Les bras croisés derrière ma nuque, je fixe le plafond sans trouver le sommeil. Je revois sans cesse les yeux vides de Kim et je suis démuni face à sa détresse. Sa sœur n'a rien voulu me dire. Je souffle d'exaspération tandis que les heures défilent sur l'horloge murale. Je finis par me lever, me rhabiller avant d'attraper mes clefs de voiture.

Je ne fais pas attention à la réceptionniste de nuit qui me regarde intriguer. Une fois installé derrière le volant, je roule vers le seul endroit où je me sens bien et où je pourrais arrêter de penser à Kimiko : mon salon de tatouage.

En entrant, je pose mes affaires dans mon bureau et me dirige vers la salle d'eau pour m'asperger le visage. Le miroir me renvoie le reflet d'un homme débraillé, cerné et aux cheveux en bataille. Je fais peur à voir. J'aurais bien besoin d'une douche, mais à aucun moment je ne me suis dit que ça aurait été une bonne idée avant de sortir de chez moi. Des images de Kim me reviennent en tête. La détresse dans son regard ainsi que la violence de ses gestes maîtrisés. C'était comme si, se battre faisait partit d'elle. J'ai envie de lui écrire, mais je ne savais pas comment m'y prendre. Ce n'est pas la première fois que j'ai affaire à un tel comportement. Pour la plupart, ils étaient atteints de stress post-traumatique. Que lui était-il arrivé ?
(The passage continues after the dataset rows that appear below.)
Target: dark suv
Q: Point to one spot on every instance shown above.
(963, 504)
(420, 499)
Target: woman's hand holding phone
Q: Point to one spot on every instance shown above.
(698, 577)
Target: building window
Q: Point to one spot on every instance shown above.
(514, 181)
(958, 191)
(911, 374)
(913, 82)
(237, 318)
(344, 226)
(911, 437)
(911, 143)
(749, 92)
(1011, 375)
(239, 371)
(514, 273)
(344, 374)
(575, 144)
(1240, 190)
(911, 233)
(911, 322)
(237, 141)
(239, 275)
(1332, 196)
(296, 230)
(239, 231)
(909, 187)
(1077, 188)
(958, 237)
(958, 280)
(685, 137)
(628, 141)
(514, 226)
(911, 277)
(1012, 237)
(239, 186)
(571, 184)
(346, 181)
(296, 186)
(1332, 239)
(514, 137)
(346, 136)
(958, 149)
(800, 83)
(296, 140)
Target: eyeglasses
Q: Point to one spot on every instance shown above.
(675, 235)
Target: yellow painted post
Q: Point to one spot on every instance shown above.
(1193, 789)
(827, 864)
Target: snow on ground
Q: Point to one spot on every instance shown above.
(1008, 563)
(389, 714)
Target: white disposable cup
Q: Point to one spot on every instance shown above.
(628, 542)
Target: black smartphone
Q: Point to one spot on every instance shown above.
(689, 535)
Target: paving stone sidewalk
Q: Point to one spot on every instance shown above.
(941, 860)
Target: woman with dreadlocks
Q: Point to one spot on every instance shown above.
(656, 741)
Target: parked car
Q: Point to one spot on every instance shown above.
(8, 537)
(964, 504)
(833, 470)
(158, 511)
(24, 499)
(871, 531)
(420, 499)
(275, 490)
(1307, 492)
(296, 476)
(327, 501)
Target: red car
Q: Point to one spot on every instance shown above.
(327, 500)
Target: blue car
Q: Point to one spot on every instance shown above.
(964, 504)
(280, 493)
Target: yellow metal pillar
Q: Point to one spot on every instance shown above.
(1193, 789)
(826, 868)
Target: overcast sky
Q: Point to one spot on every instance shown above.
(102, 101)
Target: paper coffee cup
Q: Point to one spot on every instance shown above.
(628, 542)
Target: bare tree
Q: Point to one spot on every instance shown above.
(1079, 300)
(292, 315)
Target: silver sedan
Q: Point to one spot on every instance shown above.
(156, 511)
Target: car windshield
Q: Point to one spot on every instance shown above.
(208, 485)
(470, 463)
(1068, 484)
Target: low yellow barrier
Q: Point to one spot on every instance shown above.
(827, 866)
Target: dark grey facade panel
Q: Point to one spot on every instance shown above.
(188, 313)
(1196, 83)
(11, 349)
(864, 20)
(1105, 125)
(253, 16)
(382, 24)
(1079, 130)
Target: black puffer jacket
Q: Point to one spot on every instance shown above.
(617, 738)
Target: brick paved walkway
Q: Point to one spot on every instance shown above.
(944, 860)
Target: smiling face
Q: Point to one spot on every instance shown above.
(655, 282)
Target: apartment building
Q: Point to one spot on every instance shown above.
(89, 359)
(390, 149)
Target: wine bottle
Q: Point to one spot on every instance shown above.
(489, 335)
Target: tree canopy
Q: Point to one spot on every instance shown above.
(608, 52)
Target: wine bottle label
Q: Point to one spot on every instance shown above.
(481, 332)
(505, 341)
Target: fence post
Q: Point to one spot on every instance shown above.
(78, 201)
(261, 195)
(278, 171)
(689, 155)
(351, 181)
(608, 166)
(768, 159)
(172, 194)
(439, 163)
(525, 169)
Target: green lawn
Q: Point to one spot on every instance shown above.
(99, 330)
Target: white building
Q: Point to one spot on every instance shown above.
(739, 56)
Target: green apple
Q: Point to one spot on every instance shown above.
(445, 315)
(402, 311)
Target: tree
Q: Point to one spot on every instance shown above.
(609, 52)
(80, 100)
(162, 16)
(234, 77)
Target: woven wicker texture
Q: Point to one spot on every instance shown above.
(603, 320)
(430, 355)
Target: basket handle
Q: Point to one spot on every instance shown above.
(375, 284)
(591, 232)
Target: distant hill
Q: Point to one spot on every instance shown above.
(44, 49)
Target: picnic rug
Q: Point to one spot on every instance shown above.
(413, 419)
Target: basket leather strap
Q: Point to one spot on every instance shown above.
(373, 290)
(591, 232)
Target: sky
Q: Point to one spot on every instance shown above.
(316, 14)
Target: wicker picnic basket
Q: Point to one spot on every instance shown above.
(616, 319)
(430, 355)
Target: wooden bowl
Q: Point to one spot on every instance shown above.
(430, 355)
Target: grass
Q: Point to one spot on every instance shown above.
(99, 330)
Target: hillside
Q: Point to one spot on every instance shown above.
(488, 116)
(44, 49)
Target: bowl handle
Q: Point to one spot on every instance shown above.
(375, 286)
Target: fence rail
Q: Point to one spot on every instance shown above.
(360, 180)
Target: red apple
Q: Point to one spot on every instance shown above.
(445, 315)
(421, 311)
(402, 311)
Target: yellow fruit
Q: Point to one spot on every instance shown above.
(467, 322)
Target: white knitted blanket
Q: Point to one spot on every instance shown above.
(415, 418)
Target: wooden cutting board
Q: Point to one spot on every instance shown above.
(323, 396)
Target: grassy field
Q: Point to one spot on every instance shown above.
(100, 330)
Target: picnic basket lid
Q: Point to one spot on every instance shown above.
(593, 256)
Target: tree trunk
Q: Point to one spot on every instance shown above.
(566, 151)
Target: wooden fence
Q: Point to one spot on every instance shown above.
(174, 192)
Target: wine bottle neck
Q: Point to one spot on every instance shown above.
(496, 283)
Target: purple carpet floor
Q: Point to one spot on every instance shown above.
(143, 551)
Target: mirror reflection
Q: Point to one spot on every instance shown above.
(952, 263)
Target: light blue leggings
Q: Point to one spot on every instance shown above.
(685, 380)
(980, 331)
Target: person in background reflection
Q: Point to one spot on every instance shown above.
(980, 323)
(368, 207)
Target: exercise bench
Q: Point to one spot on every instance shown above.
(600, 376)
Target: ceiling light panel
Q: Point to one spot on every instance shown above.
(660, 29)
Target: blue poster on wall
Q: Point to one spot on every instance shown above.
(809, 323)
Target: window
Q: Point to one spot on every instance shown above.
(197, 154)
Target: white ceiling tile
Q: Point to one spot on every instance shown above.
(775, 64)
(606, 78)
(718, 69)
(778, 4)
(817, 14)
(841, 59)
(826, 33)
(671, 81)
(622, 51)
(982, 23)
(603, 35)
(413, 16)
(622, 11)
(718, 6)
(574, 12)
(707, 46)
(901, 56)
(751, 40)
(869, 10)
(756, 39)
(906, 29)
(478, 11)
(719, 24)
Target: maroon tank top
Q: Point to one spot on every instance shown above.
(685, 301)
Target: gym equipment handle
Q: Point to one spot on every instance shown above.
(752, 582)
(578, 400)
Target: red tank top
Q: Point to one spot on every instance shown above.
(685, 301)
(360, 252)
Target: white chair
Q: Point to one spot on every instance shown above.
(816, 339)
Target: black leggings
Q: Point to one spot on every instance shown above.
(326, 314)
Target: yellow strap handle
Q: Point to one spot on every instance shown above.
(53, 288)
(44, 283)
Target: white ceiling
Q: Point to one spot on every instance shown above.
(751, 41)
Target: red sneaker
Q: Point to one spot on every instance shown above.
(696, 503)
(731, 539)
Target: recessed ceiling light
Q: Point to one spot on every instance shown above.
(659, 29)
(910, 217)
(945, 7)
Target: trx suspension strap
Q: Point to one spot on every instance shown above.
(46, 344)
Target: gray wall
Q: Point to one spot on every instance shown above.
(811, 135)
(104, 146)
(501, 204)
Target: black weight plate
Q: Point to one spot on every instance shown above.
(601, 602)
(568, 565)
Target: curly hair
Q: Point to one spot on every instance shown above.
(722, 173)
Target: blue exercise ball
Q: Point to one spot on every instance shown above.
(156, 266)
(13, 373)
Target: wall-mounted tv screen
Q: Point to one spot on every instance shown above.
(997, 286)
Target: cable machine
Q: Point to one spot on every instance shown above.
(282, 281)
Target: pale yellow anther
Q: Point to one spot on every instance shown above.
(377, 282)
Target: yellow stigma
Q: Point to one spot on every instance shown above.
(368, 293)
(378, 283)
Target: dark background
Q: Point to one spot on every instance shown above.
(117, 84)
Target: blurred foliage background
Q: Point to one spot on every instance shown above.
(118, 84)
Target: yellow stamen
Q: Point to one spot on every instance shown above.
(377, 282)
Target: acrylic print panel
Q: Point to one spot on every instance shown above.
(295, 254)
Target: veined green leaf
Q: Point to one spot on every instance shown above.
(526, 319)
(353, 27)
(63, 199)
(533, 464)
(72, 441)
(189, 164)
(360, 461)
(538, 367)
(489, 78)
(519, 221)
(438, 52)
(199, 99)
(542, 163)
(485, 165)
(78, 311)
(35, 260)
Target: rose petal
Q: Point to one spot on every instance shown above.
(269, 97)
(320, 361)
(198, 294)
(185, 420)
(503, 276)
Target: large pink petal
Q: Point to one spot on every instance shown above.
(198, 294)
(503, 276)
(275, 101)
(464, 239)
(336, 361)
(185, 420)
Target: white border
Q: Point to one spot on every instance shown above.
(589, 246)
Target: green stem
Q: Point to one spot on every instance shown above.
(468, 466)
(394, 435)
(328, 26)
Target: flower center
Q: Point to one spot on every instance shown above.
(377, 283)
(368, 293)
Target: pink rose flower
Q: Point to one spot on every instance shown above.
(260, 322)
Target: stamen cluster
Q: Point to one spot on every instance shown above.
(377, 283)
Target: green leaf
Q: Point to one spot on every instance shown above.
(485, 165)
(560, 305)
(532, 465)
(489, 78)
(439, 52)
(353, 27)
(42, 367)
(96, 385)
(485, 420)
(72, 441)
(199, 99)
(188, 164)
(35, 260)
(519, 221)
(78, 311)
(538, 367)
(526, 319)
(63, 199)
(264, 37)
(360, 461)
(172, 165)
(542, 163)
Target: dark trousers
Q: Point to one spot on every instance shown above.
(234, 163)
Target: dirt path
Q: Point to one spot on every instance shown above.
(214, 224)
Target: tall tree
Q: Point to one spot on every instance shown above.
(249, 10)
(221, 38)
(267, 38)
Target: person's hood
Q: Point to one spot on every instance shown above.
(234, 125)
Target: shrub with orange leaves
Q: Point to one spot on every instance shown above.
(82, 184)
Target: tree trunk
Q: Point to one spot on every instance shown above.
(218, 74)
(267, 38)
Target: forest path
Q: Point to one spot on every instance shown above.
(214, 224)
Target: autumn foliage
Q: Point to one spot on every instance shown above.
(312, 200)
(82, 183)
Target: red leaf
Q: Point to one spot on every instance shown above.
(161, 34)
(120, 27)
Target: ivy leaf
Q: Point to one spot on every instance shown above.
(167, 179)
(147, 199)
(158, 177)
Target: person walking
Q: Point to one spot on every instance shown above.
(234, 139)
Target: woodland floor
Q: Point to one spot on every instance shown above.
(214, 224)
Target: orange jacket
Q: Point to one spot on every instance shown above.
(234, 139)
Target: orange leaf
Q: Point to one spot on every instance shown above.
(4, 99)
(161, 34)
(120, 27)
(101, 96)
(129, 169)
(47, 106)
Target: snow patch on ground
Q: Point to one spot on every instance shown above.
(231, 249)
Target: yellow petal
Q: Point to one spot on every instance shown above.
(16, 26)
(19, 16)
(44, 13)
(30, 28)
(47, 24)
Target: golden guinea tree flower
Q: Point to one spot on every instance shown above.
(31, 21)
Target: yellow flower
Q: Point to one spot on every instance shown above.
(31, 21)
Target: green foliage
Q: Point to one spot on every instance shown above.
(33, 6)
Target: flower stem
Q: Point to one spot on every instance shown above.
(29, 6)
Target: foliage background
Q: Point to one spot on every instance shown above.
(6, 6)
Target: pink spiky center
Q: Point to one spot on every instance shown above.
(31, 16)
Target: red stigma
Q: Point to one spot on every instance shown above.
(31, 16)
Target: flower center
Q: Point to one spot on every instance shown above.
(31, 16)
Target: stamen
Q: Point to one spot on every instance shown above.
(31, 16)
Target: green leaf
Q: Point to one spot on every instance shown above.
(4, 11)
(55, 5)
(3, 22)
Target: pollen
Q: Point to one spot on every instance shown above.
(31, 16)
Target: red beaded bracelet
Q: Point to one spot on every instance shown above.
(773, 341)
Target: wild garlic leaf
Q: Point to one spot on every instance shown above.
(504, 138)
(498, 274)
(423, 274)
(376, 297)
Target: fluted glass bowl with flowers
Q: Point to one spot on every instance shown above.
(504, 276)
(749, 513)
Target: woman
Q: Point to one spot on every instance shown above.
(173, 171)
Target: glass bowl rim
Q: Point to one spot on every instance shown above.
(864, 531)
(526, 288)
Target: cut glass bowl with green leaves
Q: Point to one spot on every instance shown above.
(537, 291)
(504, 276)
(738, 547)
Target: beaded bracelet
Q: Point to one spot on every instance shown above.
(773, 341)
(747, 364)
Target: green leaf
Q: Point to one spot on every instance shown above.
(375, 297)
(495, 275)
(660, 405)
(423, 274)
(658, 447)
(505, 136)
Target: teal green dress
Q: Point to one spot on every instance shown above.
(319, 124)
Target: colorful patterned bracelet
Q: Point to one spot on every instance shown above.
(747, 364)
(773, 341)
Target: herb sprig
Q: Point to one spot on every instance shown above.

J'allume ma tablette et attaque à travailler sur les commandes en cours. Dessiner est le meilleur moyen pour m'empêcher de réfléchir. À l'ouverture du shop, j'ai déjà fini un phénix posé sur un crâne qui devait recouvrir la cuisse d'un habitué.

Je passe la journée à tatouer, rire et écouter les histoires d'un groupe de femmes qui sont venues soutenir leurs amies. Leur joie et leur bonne humeur ont fait disparaître toute fatigue sur mon visage. Une fois terminé, je la laisse se rhabiller et payer avant d'aller chercher mon client dans la salle d'attente. Il m'avait fallu une semaine pour réaliser le dessin qu'il voulait. Le type était une armoire à glace. Une coupe stricte et des yeux d'un bleu puissant. Le genre d'homme à gonzesses. Quand il m'aperçoit, il me sourit et me tend la main que je serre volontiers. Il m'emboite le pas, s'installe et je lui montre sur ma tablette son futur tatouage qui représente des carpes koïs. Nous faisons quelques retouches, puis au moment où il enlève son tee-shirt je me raidis. Je déglutis sans lâcher le faucon qui s'étend sur ses côtes.

— Il y a un problème ? demande-t-il en suivant mon regard sur sa peau noircie.

Je tressaille au son de sa voix grave.

— J'ai... j'ai le même.

Il fronce un instant les sourcils, puis rigole.

– C'est impossible. Celui-là il a une putain d'histoire, mec.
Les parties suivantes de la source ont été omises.